Cette séquence s’inscrit dans une tactique éprouvée : répondre par la force, puis noyer le scandale dans des procédures administratives rapides. Mais elle révèle aussi un paradoxe : plus Netanyahu tente de montrer qu’il maîtrise la situation, plus son isolement diplomatique s’accentue, à mesure que des capitales occidentales traditionnellement soumises s’alignent sur le langage de la violation du droit.

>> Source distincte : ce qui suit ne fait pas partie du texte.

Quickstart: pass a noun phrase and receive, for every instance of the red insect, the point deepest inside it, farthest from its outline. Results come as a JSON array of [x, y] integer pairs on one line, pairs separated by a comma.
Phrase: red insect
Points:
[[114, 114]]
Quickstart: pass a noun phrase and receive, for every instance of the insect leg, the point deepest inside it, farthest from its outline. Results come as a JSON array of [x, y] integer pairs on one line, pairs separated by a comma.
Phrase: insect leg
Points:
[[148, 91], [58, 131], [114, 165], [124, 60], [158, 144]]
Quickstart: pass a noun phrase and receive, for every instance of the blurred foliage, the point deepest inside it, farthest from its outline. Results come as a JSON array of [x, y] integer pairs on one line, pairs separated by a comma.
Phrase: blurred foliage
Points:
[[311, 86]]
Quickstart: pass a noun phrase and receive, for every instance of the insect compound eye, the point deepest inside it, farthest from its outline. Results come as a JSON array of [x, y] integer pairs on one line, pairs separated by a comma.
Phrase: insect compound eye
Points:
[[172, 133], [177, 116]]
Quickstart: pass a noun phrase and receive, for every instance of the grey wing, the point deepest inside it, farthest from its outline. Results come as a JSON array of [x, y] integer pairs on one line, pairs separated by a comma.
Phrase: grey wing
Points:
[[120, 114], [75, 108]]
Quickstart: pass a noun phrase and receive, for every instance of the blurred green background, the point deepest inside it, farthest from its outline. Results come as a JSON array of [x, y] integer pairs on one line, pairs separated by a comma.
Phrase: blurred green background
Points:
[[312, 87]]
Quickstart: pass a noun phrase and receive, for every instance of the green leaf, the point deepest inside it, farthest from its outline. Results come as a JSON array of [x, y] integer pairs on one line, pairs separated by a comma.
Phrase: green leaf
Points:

Les implications pour le plan Trump et la relation Netanyahu-Trump
L’affaire de la flottille éclate au moment où Donald Trump tente d’imposer son « plan de paix » en vingt points. Ce texte, accepté par Netanyahu sur le papier, devait marquer la fin d’un cycle de guerre à Gaza. Il prévoyait le retrait progressif de l’armée israélienne, la libération des prisonniers palestiniens et l’instauration d’une gouvernance provisoire placée sous l’œil d’un « Board of Peace ». Mais dès la signature, le doute s’est imposé : Israël avait-il réellement l’intention de s’y conformer ?
Les bombardements de ce 4 octobre, qui ont causé plus de trente morts, montrent à quel point Netanyahu poursuit sa logique de confrontation, quitte à défier son principal allié. La capture des navires humanitaires accentue encore cette impression de duplicité. Comment parler de « redéveloppement » ou de « zone pacifiée » quand les convois d’aide sont saisis en pleine mer et leurs passagers traités comme des criminels ?
Dans cette affaire, Netanyahu semble jouer une partie dangereuse : bénéficier du parapluie diplomatique américain tout en affichant une liberté d’action totale. Trump, en quête d’un succès symbolique, n’a pas intérêt à voir son initiative torpillée, mais il peine à imposer sa volonté à un présumé partenaire qui n’entend pas céder le moindre avantage stratégique.
Le risque pour Washington est double : perdre la main sur le dossier en laissant Netanyahu fixer seul les règles, et donner à l’opinion internationale l’image d’un plan de paix vidé de sens dès sa première épreuve. La flottille Sumud, en forçant Israël à se dévoiler dans toute sa rigidité, agit comme un révélateur de cette contradiction.
La flottille Sumud aura été bien plus qu’une démonstration humanitaire : elle a mis en lumière les lignes de fracture qui traversent aujourd’hui le Moyen-Orient et au-delà. En interceptant des navires en eaux internationales, Israël a rappelé qu’il ne reconnaissait aucune limite, ni aux critiques venues d’Europe ou des instances onusiennes. Mais ce geste brutal a aussi révélé une fragilité politique : l’incapacité de Netanyahu à traduire en actes l’accord accepté avec Donald Trump.
Le plan américain promettait un horizon de reconstruction et de stabilité, mais les bombardements de Gaza et la brutalité contre les activistes démontrent que la paix annoncée reste une paix théorique. Le paradoxe est là : Trump voulait se poser en artisan de la sortie de crise, Netanyahu en partenaire obligé, et la scène internationale découvre que l’un et l’autre avancent en réalité sur des chemins divergents.
Dans ce contexte, la flottille agit comme un symbole. Elle aura fédéré des élus, des militants, des personnalités publiques venus de tous horizons, rappelant que la cause palestinienne conserve une puissance de mobilisation intacte. Israël peut réprimer, expulser et défier les règles du droit maritime, mais il ne peut empêcher que l’opinion mondiale s’empare de cette histoire comme d’une nouvelle preuve de l’isolement grandissant de Tel-Aviv.
La question reste ouverte : Trump pourra-t-il imposer son plan face à un « allié » qui choisit la confrontation, ou verra-t-il sa promesse de paix réduite à un slogan sans lendemain ? La réponse se jouera autant dans les capitales occidentales que dans les rues qui, de Barcelone à Buenos Aires, scandent déjà le refus du statu quo.